Wednesday, January 2, 2013

Adam, Eve and Iowa


Under Iowa civil rights law, discrimination against any applicant for employment or any employee because of age, race, creed, color, sex or sexual orientation is illegal. Recently, Iowa’s Supreme Court ruled 7-0 that Iowa law allows an employer to fire an employee because the employer has an “irresistible attraction,” even if the employee has not engaged in flirtatious behavior or otherwise done anything wrong. 

The all-male court opined that a dentist acted legally when he fired an assistant simply because the boss and his wife viewed the woman as a threat to their marriage. The court acknowledged that such a firing might be unfair, but it was not unlawful discrimination because, according to the written opinion, it was based on “emotion” and “feeling” rather than on gender. 

Logic this tortured is possible because, like Idaho, the Iowa court has no female voices to read the proposed ruling and respond with a simple, “Huh?”

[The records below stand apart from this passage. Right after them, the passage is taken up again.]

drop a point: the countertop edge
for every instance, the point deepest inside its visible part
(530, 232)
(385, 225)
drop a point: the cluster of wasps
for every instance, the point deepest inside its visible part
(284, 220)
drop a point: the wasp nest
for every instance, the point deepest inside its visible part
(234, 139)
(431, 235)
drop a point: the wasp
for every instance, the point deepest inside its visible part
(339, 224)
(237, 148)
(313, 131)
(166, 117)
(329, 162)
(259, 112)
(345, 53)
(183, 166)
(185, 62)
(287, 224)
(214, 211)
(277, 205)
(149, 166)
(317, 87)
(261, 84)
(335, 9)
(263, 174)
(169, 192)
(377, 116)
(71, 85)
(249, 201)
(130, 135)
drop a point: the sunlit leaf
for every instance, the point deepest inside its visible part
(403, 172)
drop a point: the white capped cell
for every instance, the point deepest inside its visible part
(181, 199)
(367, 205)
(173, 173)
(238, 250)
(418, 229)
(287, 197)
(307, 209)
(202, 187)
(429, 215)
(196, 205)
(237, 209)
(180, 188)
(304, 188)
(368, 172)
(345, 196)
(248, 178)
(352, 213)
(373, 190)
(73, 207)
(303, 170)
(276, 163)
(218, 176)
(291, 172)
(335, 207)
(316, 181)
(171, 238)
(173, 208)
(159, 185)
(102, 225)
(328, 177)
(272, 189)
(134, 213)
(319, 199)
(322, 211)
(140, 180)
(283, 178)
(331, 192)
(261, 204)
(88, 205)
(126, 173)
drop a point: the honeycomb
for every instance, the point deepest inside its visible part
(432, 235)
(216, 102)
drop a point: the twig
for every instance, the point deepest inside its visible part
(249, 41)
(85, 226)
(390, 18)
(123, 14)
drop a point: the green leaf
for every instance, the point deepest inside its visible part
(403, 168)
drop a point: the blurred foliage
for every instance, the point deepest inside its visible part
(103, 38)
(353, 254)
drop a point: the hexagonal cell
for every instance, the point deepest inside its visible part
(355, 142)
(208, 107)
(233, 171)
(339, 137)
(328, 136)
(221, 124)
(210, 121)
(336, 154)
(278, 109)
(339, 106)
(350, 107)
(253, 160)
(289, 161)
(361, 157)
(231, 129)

Would the logic of differentiating between emotion and discrimination have made sense to the justices if this case involved a male employee told that he was being fired because his gay employer or the boss’s gay boyfriend found him too attractive? It is much more likely they would have realized this case is all about gender.

Blaming women because men find them tempting has been a rallying cry since Adam erred in the Garden of Eden. However, in Iowa at least, it’s still all Eve’s fault.